Das Licht braucht eine gewisse Zeit, um ein Teleskop zu durchlaufen. Da sich währenddessen die Erde bewegt, erscheinen die Sterne nicht in ihrer tatsächlichen Richtung, sondern um einen kleinen Betrag in Richtung der Erdbewegung verschoben.

Dieser Effekt wird am einfachsten mit der Teilchentheorie des Lichts erklärt (wie sie schon Newton vertrat und Einstein in Form der Photonentheorie in die moderne Physik wieder einführte). Würde die Erde ruhen, könnte man einen genau senkrecht über uns stehenden Stern durch ein exakt in die Lotrichtung gerichtetes Fernrohr sehen. Die Erde bewegt sich jedoch auf ihrem Jahresweg um die Sonne mit einer Geschwindigkeit von immerhin 29,3 bis 30,3 km pro Sekunde. Das Fernrohr bewegt sich also ebenso schnell (mit 0,01 Prozent der Lichtgeschwindigkeit c), während der Lichtstrahl hindurchläuft.

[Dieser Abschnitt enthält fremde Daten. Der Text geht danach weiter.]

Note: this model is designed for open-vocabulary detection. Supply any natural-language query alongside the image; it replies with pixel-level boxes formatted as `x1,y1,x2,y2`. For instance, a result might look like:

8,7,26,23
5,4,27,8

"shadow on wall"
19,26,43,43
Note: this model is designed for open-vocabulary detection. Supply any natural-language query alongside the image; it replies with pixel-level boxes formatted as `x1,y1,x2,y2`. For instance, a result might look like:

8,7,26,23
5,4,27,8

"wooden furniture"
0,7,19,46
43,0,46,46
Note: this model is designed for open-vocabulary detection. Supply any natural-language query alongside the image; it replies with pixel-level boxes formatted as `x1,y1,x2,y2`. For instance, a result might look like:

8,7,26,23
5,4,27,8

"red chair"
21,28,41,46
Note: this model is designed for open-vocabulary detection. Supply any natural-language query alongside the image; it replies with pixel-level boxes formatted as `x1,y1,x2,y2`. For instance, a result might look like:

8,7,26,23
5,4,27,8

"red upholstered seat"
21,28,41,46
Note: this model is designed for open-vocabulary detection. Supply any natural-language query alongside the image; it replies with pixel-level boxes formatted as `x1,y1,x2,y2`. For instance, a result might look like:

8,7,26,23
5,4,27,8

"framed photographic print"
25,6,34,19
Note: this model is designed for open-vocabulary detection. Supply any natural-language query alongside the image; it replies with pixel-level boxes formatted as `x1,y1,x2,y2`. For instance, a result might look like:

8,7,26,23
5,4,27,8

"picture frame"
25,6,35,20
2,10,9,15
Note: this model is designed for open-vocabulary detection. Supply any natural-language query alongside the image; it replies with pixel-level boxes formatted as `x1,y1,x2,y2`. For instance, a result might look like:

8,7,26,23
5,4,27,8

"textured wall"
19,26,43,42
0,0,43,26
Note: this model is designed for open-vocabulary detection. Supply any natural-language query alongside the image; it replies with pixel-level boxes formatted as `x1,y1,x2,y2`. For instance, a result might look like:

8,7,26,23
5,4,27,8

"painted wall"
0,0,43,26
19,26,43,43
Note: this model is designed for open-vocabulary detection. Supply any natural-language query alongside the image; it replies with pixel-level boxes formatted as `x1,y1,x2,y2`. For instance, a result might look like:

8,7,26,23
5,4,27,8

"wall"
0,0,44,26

In der Abbildung (die 3000-fach überzeichnet ist) durchläuft der Lichtstrahl in Punkt 1 das Objektiv des Fernrohrs und danach das Rohr mit 300.000 km/s, bis er in Punkt 2 das Okular treffen soll. Während dieser Laufzeit hat sich ein 1 m langes Teleskop mitsamt der Erde um 0,1 mm weiterbewegt. Man muss also das Fernrohr in dieselbe Richtung kippen, um den Lichtstrahl in seiner Mitte zu halten. Der tatsächlich auftretende Kippwinkel infolge des Erdumlaufs (jährliche Aberration) beträgt etwa 20,5.

Die drei Arten der Aberration

Der größte jährliche Aberrationswinkel wird erreicht, wenn sich die Erde genau senkrecht zur Richtung des vom Stern kommenden Lichtstrahls bewegt. Wenn sie auf den Stern zu- oder wegläuft, wird der Aberrationswinkel kleiner. Daher beschreibt jeder Stern jährlich gegenüber dem Himmels-Koordinatensystem eine kleine Ellipse mit 41″ Durchmesser; nur bei Sternen senkrecht oberhalb bzw. unterhalb der Erdbahn (siehe Ekliptik) ist diese Richtungsänderung kreisförmig. Ihr mittlerer Radius von 20,49552" heißt Aberrationskonstante und ist von großer Bedeutung für das Fundamentalsystem der Astronomie (siehe auch Simon Newcomb).

Die tägliche Aberration infolge der Erdrotation ist ebenfalls festzustellen, sie beträgt aber selbst am Äquator nur etwa ein 65-stel der jährliche Aberration. Für einen Stern im Meridian beträgt sie je nach Breitengrad B des Standorts 0,32"·cosB und verschiebt den scheinbaren Sternort um diesen Betrag nach Osten.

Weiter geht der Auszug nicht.